Тело его легко и привычно дрогнуло для удара. Но ударить не решился. Он увидел глаза Лубенцова: это был лубенцовский взгляд из войны, нечеловечески бесстрашный в своем ожесточении. И парень понял, что за удар тут не будет пощады, и с усилием усмехнулся — отошел.
— Пойдемте отсюда, — Ирина взяла за руку Лубенцова. — Я прошу вас!
На платформе — пустынно. Они прошли вперед, и, когда вагон, из которого только что вышли они, нагнал их, Лубенцов остановился. Из окон глазели на него и Ирину. По лицу его проносился свет, от которого загорался над лбом седой огонь, и это видела Ирина, и глаза его с неостывшим еще нечеловеческим бесстрашным ожесточением.
Скрылся в темноте последний вагон.
Лубенцов взял Ирину под руку, и они пошли назад по платформе. Надо было ждать другой поезд.
— Могло плохо кончиться. Но я рада, что таким увидела вас… Этого у них нет — бесстрашия и красоты. И еще такой понятной красоты, за которой и стоит бесстрашие.
Лубенцов не ожидал, что так скажет она.
— Забыть прекрасное — все равно что забыть, что ты человек, — продолжала Ирина. — И когда все-таки забывают, появляются вот такие наглецы, как тот, в вагоне. Я их хорошо знаю. Это, в сущности, бывшие мои знакомцы, не совсем такие, но очень похожие. За это я и ненавижу подпольных поэтов и композиторов с их песенками. Старье! Новое — всегда в откровении. Надо быть бесстрашным и любить людей, чтоб доверить им свое откровение. Я читала где-то, что дуб растет в высоком окне света среди других деревьев. Так он прорывается к солнцу. По-моему, все живое стремится к такому солнечному окну… Светлое в человеке — вот мое солнечное окно.
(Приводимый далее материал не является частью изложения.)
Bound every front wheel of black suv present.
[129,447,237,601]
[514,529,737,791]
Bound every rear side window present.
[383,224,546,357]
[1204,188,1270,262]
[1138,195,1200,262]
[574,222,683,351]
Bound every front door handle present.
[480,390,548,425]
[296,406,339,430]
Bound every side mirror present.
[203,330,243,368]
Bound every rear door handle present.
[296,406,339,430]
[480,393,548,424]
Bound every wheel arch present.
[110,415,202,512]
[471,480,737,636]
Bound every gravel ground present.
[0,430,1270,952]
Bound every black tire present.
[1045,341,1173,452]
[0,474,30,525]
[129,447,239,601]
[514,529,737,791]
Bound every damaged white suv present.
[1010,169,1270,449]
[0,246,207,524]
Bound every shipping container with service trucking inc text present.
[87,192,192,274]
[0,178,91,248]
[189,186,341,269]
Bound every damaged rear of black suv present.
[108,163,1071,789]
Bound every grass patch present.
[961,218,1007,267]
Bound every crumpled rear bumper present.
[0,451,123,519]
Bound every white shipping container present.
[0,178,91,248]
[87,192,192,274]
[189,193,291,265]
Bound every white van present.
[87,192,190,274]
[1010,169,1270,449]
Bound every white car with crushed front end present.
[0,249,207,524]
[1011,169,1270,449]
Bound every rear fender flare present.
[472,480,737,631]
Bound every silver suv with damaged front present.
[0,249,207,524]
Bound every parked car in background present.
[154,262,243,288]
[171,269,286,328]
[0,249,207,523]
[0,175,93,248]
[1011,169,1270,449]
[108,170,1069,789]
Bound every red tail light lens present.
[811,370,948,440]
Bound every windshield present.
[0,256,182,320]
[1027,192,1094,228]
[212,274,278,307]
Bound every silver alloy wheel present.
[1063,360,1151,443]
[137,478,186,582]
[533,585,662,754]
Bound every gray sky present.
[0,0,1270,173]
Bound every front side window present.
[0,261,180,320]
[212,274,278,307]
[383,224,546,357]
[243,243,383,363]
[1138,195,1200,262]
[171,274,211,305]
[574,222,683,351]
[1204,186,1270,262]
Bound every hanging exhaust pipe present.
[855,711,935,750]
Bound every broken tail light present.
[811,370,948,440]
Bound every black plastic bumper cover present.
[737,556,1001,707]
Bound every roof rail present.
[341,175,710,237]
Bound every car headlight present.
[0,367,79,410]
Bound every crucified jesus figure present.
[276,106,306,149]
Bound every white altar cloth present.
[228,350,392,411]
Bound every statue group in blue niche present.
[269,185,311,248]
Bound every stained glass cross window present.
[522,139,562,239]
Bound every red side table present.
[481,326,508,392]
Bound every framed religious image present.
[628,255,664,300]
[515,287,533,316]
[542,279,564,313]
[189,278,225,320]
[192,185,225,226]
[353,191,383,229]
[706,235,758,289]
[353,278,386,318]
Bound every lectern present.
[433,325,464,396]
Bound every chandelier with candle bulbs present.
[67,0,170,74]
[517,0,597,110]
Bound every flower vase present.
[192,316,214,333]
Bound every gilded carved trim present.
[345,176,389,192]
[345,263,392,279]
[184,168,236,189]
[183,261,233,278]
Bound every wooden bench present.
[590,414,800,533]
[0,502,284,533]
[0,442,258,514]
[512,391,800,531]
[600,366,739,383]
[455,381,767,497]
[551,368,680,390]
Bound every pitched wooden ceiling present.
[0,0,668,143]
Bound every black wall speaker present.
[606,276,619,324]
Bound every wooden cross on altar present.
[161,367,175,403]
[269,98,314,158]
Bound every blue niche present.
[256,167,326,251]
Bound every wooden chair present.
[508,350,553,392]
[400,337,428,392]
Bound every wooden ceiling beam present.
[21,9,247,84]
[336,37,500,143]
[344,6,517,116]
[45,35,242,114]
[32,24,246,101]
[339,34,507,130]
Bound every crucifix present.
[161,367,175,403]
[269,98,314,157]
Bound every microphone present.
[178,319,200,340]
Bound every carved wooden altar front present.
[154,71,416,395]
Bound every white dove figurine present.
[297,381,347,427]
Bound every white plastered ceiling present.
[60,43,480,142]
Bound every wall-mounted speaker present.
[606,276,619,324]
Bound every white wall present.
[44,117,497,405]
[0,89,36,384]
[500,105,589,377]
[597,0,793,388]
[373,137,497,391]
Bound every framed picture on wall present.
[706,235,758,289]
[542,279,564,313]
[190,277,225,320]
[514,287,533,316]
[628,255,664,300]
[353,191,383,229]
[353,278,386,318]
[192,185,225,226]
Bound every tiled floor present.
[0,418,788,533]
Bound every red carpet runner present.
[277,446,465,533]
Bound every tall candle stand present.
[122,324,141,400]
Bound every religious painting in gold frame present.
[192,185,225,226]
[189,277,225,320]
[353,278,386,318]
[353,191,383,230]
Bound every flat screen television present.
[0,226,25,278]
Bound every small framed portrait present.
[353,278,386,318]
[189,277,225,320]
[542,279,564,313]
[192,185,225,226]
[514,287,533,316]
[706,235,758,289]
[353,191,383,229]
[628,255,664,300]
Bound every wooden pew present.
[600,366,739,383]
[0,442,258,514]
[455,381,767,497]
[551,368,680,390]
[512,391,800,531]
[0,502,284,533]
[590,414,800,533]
Остановились у края платформы. Дальше начиналось поле: трава в матовых полосах росы обдавала холодом.
Ирина достала из сумки свернутый плащ. Надела его, повязалась пояском и неожиданно стала другой Ириной, стройной и строгой, но тепло, с пронзившей Лубенцова радостью улыбнулись ее глаза.
— Вот чуть-чуть и прибавилось на земле счастья, — сказал он.
— А что надо для счастья?
— Так бывает. Самое несчастное крикнет и остановит для счастья.
— А о н а не остановилась? — спросила Ирина о жене Лубенцова.
— Нет.
— Можно простить это? — спросила потому, что хотела знать, что он скажет.
— Человек вдруг нашел счастье. За что же ее винить? По-разумному надо радоваться, что человек счастлив. Но мы говорим о вине и прощении.
— И все-таки горько, обидно: ведь обман!
— Наоборот, самая чистая правда. Правда, что любви-то и не было. А обман в том, что ты не знал. Это и мучает.
— Интересно! Никогда ни с кем так не говорила. Интересно, что жизнь — искусство жить, в котором свои бездарности и таланты, штампы и шедевры прожитой жизни. Но как и в искусстве, шедевр не для всех, он порой и невидим, просто не знаем, что он есть. У меня были свои наброски, а сейчас я стою, как перед чистым холстом. Что будет? Хочу, чтоб было прекрасное.